Suplementação de potássio e diuréticos poupadores de potássio
A associação de inibidores da ECA com suplementação de potássio ou diuréticos poupadores de potássio (espironolactona, amilorida, triantereno, etc.) pode aumentar o risco de hipercalemia.
Diuréticos de alça e tiazídicos
Os inibidores da ECA minimizam a hipopotassemia induzida por esses diuréticos e podem dispensar a suplementação de potássio ou o uso de diuréticos poupadores de potássio quando forem utilizados em concomitância com esses agentes.
Lítio
Pacientes que utilizam inibidores da ECA associados ao lítio podem ter os níveis séricos desse elemento químico aumentados no sangue. É recomendada monitoração dos níveis sanguíneos de lítio.
Betabloqueadores
A combinação de betabloqueadores e anlodipino é muito útil no tratamento da hipertensão arterial e da angina do peito; pode, no entanto, induzir hipotensão arterial significativa ou insuficiência cardíaca, especialmente em pacientes com disfunção sistólica do ventrículo esquerdo.
Di-hidropiridínico
Podem aumentar a concentração sérica dos betabloqueadores, levando à hipotensão grave durante indução anestésica com fentanila.

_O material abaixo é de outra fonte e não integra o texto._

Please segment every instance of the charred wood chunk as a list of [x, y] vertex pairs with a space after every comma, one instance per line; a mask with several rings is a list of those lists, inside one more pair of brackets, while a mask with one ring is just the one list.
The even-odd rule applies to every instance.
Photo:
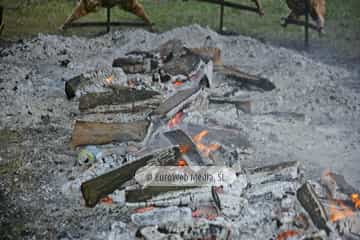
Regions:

Anti-inflamatórios não hormonais
Esses agentes farmacológicos podem reduzir a eficácia anti-hipertensiva dos inibidores da ECA e induzir bradicardia significativa secundária a hipercalemia.
Anticoagulantes orais
Alguns antagonistas de cálcio foram associados ao risco de hemorragia digestiva alta. É recomendada cautela quando desta associação. Inibidores da ECA podem ser administrados em associação com anticoagulantes orais, tiazídicos, betabloqueadores, antagonistas de cálcio, cimetidina, diuréticos de alça, digoxina, hidralazina e naproxeno, sem risco aparente de interações adversas significativas. O anlodipino foi administrado em estudos clínicos randomizados associado a tiazídicos, inibidores da ECA, nitratos de liberação programada, nitroglicerina sublingual, digoxina, anti-inflamatórios não hormonais, antibióticos e hipoglicemiantes orais, com bom perfil de segurança. Dados obtidos in vitro indicam que o anlodipino não altera a ligação às proteínas plasmáticas de fármacos como digoxina, fenitoína, varfarina e indometacina.
Indutores do CYP3A4
O uso concomitante de anlodipino e de indutores fortes da via CYP3A4 do citocromo P450, como rifampicina, eritromicina, claritromicina e erva de São João (Hypericum perforatum), está associado à variação da concentração sérica de anlodipino. Desse modo, deve-se avaliar e monitorar os níveis de pressão arterial, bem como proceder ao ajuste de dose do anlodipino, durante e após a utilização conjunta desses agentes e classes farmacológicos.